Self-regulation

The data plane regulates itself. A rustlib app sized for steady state does not fall over when a burst arrives, an upstream stalls, or a transform balloons memory -- the pipeline slows its own intake, lets the in-flight work drain, and speeds back up once the pressure clears. This happens automatically; an app wires nothing.

Self-regulation is ON by default. To turn it off (byte-identical to the pre-governor data path), set one cascade key:

self_regulation:
  enabled: false

When enabled = false the runtime constructs NOTHING -- no pressure governor, no inbound gate, no byte-budget controller. Every Option stays None and the data path is the original whole-batch loop. There is no half-on state.

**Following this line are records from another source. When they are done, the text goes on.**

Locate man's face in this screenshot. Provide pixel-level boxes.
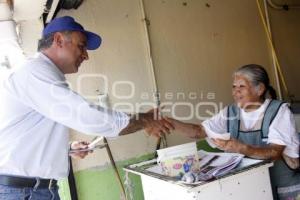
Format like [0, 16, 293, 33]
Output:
[59, 32, 88, 74]
[232, 75, 260, 108]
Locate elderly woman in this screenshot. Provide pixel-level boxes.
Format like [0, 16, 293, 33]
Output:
[170, 64, 300, 199]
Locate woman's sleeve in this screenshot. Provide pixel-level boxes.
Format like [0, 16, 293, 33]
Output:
[268, 104, 299, 158]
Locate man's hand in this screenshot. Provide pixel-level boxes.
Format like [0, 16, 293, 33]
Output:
[143, 108, 175, 137]
[70, 141, 92, 159]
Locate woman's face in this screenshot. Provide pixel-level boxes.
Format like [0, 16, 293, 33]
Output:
[232, 75, 262, 109]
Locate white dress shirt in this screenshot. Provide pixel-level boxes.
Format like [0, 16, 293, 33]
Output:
[202, 99, 299, 158]
[0, 53, 129, 179]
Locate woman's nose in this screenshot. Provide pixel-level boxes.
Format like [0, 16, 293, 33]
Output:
[82, 49, 89, 60]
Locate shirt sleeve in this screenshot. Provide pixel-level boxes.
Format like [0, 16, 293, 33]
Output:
[202, 107, 227, 133]
[268, 104, 299, 158]
[23, 66, 129, 137]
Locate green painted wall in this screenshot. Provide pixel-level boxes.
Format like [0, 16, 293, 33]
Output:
[60, 140, 216, 200]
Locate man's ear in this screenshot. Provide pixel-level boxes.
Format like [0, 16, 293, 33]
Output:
[53, 32, 64, 48]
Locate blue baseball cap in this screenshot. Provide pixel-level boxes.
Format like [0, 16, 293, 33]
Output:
[43, 16, 102, 50]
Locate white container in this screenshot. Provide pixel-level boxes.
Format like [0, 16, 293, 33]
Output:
[157, 142, 199, 177]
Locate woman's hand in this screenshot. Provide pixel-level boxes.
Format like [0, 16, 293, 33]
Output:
[70, 141, 93, 159]
[212, 138, 245, 153]
[213, 138, 285, 160]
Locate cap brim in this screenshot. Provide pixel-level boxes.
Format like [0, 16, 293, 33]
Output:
[83, 31, 102, 50]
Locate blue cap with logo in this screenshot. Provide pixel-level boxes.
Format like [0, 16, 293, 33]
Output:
[43, 16, 102, 50]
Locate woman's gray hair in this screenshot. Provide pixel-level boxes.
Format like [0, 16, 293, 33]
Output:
[234, 64, 277, 99]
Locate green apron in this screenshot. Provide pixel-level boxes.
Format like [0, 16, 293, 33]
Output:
[227, 100, 300, 200]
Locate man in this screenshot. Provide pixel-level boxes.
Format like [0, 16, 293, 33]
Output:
[0, 16, 173, 200]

See also BACKPRESSURE.md (where the brake is applied and why) and KAFKA-PATH.md (how the Kafka GET/PROCESS/SEND batch sizes feed the loop). The code lives in src/governor/.

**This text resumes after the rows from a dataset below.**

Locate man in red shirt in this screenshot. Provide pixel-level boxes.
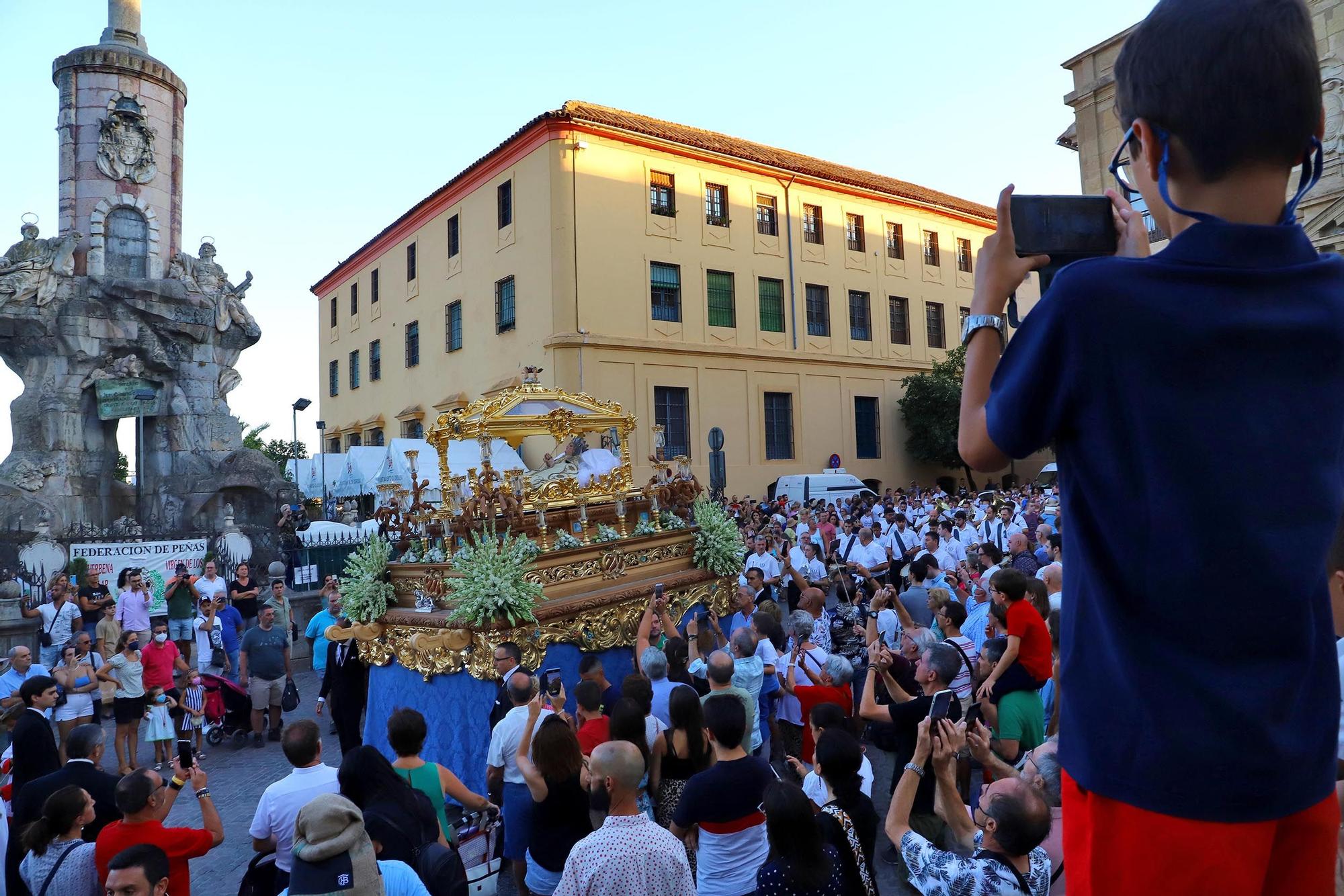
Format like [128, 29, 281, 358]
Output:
[574, 681, 612, 756]
[140, 619, 190, 727]
[94, 759, 224, 896]
[786, 643, 853, 764]
[976, 568, 1054, 725]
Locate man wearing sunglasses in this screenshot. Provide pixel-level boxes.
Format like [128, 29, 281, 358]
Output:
[958, 0, 1344, 893]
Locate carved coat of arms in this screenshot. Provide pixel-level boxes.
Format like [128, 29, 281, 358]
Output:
[97, 93, 159, 184]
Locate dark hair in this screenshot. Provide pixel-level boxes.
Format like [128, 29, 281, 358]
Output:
[1116, 0, 1321, 184]
[989, 567, 1027, 602]
[532, 713, 583, 785]
[387, 709, 427, 756]
[113, 768, 159, 815]
[336, 744, 427, 818]
[280, 719, 323, 768]
[23, 785, 85, 856]
[108, 844, 168, 889]
[808, 703, 847, 731]
[813, 725, 863, 801]
[980, 638, 1008, 662]
[1027, 576, 1050, 619]
[942, 600, 966, 629]
[575, 681, 602, 715]
[668, 685, 714, 771]
[761, 780, 831, 892]
[19, 676, 56, 707]
[607, 697, 649, 768]
[621, 672, 653, 716]
[703, 695, 747, 750]
[985, 782, 1050, 856]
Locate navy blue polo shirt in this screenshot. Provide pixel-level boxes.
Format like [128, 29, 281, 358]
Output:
[986, 223, 1344, 822]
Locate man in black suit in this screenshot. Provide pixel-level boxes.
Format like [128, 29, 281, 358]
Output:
[317, 617, 368, 756]
[5, 724, 121, 896]
[491, 641, 527, 731]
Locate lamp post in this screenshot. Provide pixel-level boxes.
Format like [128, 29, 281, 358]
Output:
[136, 388, 159, 523]
[289, 398, 312, 486]
[316, 420, 327, 520]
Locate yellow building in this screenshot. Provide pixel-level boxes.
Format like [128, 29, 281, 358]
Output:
[312, 102, 1039, 494]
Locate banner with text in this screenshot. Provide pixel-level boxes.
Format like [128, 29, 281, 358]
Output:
[70, 539, 208, 617]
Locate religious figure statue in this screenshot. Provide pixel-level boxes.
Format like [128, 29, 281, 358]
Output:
[95, 94, 159, 184]
[168, 242, 261, 336]
[524, 435, 587, 490]
[0, 223, 83, 306]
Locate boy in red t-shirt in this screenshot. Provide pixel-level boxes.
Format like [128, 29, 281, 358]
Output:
[976, 568, 1054, 719]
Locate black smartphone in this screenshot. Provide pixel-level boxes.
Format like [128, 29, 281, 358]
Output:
[542, 668, 563, 697]
[929, 690, 952, 729]
[1009, 195, 1116, 261]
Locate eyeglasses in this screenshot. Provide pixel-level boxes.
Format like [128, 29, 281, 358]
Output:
[1106, 125, 1138, 201]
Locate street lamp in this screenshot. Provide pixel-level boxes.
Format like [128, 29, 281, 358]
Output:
[317, 420, 327, 520]
[134, 388, 159, 523]
[290, 398, 312, 494]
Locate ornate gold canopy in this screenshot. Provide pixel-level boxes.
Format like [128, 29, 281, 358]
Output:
[425, 375, 636, 509]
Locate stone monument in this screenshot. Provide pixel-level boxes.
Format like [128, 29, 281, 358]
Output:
[0, 0, 289, 535]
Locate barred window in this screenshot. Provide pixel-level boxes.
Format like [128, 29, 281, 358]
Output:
[649, 262, 681, 321]
[806, 283, 831, 336]
[757, 196, 780, 236]
[887, 296, 910, 345]
[802, 206, 821, 246]
[758, 277, 784, 333]
[844, 215, 863, 253]
[849, 289, 872, 343]
[649, 171, 676, 218]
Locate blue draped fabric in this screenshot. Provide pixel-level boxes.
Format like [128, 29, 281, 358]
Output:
[364, 643, 634, 794]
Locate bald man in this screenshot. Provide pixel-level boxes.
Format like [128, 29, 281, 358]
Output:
[555, 740, 695, 896]
[1007, 532, 1040, 579]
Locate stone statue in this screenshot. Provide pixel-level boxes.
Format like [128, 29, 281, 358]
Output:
[169, 242, 261, 336]
[0, 223, 83, 306]
[94, 93, 159, 184]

Self-regulation: the default vertical-scaling principle

Self-regulation is how a rustlib app scales VERTICALLY -- a single pod adapting its OWN intake to its OWN resources. It is the DEFAULT and the FIRST response to pressure, and it is distinct from (and complementary to) HORIZONTAL scaling, where KEDA adds pods.

The doctrine, in one line: a pod sized for steady state regulates its own intake FIRST -- it slows down or speeds up WITHIN the pod -- and only escalates to horizontal scale (more pods) once its vertical headroom is exhausted. Vertical is the fast, local, free response; horizontal is the slow, global, capacity response. They are not alternatives. Vertical buys time; horizontal adds capacity when the time runs out.

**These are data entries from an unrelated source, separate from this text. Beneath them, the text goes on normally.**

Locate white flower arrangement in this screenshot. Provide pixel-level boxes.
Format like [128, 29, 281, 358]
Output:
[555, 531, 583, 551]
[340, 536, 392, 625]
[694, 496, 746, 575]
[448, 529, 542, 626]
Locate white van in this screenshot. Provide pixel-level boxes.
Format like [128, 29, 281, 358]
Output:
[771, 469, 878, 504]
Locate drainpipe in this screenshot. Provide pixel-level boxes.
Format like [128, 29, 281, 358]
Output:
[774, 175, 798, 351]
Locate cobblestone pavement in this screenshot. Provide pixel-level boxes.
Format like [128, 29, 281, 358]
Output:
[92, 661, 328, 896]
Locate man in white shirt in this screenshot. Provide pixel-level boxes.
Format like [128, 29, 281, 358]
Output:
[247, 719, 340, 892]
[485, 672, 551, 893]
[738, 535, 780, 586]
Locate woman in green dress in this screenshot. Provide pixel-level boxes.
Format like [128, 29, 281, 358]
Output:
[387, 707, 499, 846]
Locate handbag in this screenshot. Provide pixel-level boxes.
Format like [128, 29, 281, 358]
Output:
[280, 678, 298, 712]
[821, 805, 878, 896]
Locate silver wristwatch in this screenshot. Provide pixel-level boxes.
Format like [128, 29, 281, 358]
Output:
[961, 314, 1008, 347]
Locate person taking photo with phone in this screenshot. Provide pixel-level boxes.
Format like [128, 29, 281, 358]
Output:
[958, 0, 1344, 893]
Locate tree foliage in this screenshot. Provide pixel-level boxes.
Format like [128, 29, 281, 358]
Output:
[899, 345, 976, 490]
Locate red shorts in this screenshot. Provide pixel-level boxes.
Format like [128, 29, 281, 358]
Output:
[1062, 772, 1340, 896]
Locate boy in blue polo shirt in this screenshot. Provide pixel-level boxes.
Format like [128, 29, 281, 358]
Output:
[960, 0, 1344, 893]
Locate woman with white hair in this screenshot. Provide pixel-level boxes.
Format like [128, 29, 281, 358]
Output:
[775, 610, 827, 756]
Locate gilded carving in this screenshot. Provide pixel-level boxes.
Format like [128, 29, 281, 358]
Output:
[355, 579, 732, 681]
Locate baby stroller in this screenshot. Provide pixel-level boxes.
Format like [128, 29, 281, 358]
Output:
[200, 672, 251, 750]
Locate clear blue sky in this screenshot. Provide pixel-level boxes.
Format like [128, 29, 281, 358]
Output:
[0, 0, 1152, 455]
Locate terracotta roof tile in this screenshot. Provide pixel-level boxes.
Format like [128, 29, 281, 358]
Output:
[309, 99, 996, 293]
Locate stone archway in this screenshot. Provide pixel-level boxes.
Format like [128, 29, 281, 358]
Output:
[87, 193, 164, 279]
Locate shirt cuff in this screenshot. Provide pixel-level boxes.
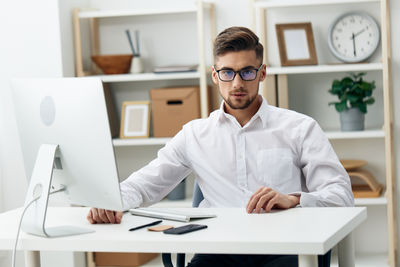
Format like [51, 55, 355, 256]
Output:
[300, 192, 318, 207]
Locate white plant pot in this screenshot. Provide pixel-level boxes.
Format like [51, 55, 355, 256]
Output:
[130, 56, 143, 73]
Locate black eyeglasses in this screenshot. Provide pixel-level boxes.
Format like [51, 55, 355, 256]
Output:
[214, 64, 263, 82]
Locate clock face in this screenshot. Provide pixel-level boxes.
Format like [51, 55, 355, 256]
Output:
[329, 13, 379, 62]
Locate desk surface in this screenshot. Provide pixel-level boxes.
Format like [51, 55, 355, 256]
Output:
[0, 207, 367, 255]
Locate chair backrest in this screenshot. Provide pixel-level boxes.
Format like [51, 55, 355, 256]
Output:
[192, 181, 204, 208]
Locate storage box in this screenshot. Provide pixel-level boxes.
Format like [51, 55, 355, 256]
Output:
[94, 252, 158, 267]
[150, 87, 200, 137]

Memory is the hard, never-OOM authority on the vertical side. CPU is left to CFS: under a CPU quota the Linux scheduler throttles the process, each batch takes longer, and the AIMD byte-budget loop sees the longer process time and shrinks the budget on its own. There is no separate CPU brake -- adding one would double-count a signal CFS already handles (see "Why memory is HARD and CPU is deliberately dropped" below).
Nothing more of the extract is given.